Louise Blazik (L) and Bea Broda took in the Shen Yun opening night show in Toronto and enjoyed the experience of ancient China. (Matthew Little/The Epoch Times)
Louise Blazik (L) and Bea Broda took in the Shen Yun opening night show in Toronto and enjoyed the experience of ancient China. (Matthew Little/The Epoch Times)
TORONTO—Shen Yun Performing Arts’ opening show at Sony Centre for the Performing Arts took travel journalist Bea Broda to ancient China on Thursday night.

“It’s very colourful, it’s very precise, it’s very joyous what they’re showing, and it’s also got some triumphant parts as well, and some humorous parts,” she said during the show’s intermission.

“I think it’s really nice that they’re portraying some of these lovely cultural highlights in this way, like they encapsulated them—they’re trying to maintain and perpetuate the history through the performing arts through various aspects.”

“It’s a very nice depiction of the Chinese culture,” she said.

Ms. Broda has been involved in travel TV and multimedia production since 1987. For five years she was a talk show host and TV weathercaster. She then switched to travel television, writing and producing travel videos. Her company, BC Pictures Ltd., produces travel-related CD ROMs, DVDs, websites, eBrochures, and multimedia presentations.

New York-based Shen Yun presents ethnic and folk dances as well as classical Chinese dance, one of the world’s oldest and most comprehensive dance forms—an aspect of the show that particularly impressed Ms. Broda and her friend, Louise Blazik.

“It’s beautiful, it’s incredibly beautifully Chinese. It’s traditional; this is definitely like [the hosts] mentioned—it’s authentically traditional Chinese dance, it’s not modern or contemporary. It’s a depiction of things, of historical things,” Ms. Broda said.

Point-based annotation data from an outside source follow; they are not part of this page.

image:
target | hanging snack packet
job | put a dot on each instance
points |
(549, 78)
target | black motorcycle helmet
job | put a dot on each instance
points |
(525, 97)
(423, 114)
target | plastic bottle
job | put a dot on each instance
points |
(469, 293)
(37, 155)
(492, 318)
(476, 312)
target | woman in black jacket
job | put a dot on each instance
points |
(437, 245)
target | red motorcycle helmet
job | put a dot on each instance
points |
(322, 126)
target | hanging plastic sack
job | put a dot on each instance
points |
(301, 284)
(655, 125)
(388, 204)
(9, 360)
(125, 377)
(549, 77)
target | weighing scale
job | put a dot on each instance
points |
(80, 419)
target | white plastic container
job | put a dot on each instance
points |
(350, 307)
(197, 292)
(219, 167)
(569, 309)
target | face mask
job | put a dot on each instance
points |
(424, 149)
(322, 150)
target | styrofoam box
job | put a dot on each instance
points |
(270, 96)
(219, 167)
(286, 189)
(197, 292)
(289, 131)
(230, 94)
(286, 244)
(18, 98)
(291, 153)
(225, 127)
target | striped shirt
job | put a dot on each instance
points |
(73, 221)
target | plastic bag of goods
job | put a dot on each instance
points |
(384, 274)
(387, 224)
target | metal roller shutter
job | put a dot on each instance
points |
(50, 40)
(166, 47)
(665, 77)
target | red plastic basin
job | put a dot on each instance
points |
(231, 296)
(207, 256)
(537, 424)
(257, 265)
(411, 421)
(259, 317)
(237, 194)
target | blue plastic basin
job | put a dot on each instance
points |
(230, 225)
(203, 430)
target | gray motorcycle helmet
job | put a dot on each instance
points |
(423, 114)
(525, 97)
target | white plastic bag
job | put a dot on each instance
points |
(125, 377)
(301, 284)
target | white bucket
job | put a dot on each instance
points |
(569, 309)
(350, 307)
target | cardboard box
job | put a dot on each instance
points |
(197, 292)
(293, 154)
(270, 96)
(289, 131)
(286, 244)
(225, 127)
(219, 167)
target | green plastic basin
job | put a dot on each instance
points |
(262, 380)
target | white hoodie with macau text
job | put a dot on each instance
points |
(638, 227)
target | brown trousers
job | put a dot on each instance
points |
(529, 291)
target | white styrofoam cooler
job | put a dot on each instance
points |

“To me it’s breathtaking to see the dancers,” said Ms. Blazik, founder and director of Travel College Canada. “They’re amazing, so elegant and gracious.”

“It’s lovely what they did with the Terracotta figures,” added Ms. Broda, referring to Recalling the Great Qin, a piece about the Terracotta Army, a vast series of statues made and buried over 2,000 years ago during the Qin dynasty.

Ms. Broda said she also enjoyed Shen Yun’s unique animated backdrops that interact with the dancers onstage.